R H Forschners are decent knives at a great price. As the low end of acceptable cutlery they're probably not a great choice for a gift. Also, the Rosewood series which are identical other than the handle, are much nicer than the Fibrox.
It's hard to advise you without knowing if and how well your dad sharpens. I'd hate to have you spend a lot of money on something that will end up dull in a few months and stay that way forever. When you get into better knives, you no only lose value by not keeping them sharp but also sharpening to them a fair degree of polish.
Generally, the knife world isn't divided into knives which are easy and difficult to sharpen. Rather, some won't take an edge well and some will. Yes, some alloys are easier to sharpen than others -- but most are pretty much the same. And I promise to let you know about anything that's difficult or even has a bad reputation.
If sharpening isn't somethng that's part of his life yet, maybe better to give some sort of spiffy sharpening kit like an Edge Pro Apex, or a top of the line Chef's Choice machine; plus, perhaps a really good "steel" (at least those are inexpensive).
If he does sharpen well, has the tools to do it, and you're going to buy a knife it may help you to consider that there are so many choices, there's no one best knife in the world -- not even one best knife for any one person. The art to buying a knife involves using your brain to limit the choices to the very good, then choosing by appearance, emotionally and/or randomly.
Price is one of the rational distinctions. There are a lot of really wonderful, 10" knives at around $150. Also, if he knows how to freehand sharpen on bench stone, that price range gives you just enough room to buy a decent combination waterstone and still come close to budget.
If you're comfortable in that price range, let's explore it a bit.
One of the great divisions in the world of kitchen knives is between German and French/Japanese type knives. Some very good "German" knives are made outside Germany, including in the U.S. The French make some very interesting carbon (i.e., non-stainless) knives, but by and large the best of the type are made in Japan.
Assuming we're (rationally) limiting your choices to stainless, I prefer Japanese made knives over German, because they are lighter, get much sharper, hold their edges much better, and (the chef's knives) are made with a "French profile" which is not only more agile, but itself favors sharpness over power and doesn't require rocking the handle as high or low.
For most good cutters, sharpness is by far the most important consideration. "Profile," usually next. "Balance," especially takes a back seat. "Heft" is something which is (again, for most good cutters) actually a negative. Part of being a good cutter is having a good grip; good grip's tend to be very adaptable; consequently handle size and shape tend to be less important.

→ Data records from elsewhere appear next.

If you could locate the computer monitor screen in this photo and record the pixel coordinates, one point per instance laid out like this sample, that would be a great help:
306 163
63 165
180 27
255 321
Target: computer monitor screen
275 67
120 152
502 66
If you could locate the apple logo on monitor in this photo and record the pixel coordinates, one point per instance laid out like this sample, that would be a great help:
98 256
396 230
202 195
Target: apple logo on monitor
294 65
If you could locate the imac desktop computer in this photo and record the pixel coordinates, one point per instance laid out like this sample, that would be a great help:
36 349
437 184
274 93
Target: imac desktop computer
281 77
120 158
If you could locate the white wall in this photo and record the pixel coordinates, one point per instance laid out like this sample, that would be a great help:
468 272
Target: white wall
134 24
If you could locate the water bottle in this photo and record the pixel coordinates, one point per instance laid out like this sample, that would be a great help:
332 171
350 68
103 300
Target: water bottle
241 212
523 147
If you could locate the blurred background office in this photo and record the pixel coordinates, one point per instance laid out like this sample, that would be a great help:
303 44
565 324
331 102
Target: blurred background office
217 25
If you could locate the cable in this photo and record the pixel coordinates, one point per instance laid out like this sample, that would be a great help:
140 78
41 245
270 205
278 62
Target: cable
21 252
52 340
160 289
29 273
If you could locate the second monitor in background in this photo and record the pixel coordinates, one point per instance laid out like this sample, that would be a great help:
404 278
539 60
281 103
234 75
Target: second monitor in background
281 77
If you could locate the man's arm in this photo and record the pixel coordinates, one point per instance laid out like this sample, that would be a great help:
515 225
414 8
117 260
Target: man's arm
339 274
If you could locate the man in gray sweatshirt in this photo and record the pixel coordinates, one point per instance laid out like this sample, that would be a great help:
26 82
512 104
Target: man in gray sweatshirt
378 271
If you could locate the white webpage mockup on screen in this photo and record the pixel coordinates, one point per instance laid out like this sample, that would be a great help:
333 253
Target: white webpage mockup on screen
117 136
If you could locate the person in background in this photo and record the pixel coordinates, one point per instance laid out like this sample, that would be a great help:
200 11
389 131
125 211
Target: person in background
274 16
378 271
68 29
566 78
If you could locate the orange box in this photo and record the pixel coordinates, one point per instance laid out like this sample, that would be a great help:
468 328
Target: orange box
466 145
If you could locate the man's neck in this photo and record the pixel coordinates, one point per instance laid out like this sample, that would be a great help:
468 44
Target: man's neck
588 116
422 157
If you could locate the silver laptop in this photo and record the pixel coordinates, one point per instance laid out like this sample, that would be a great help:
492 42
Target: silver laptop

But each of those carries an "on the other hand." Many cooks with great knife skills value one or more of those characteristics very highly, and/or include some others it didn't even seem worth it to me to mention. There are some other "on the other hands," to think about as well. One of which we've already touched on. A Japanese knife might require sharpening equipment he doesn't have.
Although at the end of the day one or the other might turn out to be a good choice, I urge you to stay away from Shun and Global.
The chef's knife I end up recommending most often is the 9-1/2" MAC Pro. It's a Japanese knife. It has very good edge characteristics, can be made very sharp (probably sharper than Dad will ever get it), sharpens easily, and maintains easily. It has a very good -- but not great -- profile. It has a great handle, perhaps the most universally liked handle of any knife ever made. Fit and finish are usually very good -- not always the case -- and if there's a problem, support is truly excellent. It also has a great guarantee, which is not very common in Japanese knives. It is extremely stiff as Japanese knives go. When you combine it's handle, profile, and stiffness it's probably the most Western "feeling" of any Japanese knife.
That's a lot to absorb.
Please get back to us with any thoughts you have about all this and with any information which may help us narrow all this down. For instance, Dad may really love the German type knives so it's a waste of time and words blathering on about Japanese knives.
Hope the helps,
PS. In the interests of full disclosure, nearly all of my own knives are old or antique French carbons made by one Sabatier or another, and a knife of their type might be very nice for your father -- if he can live with carbon's neediness. My newest "go to" is a Japanese handled, semi-stainless "laser," which is almost certainly the wrong kind of knife for Dad.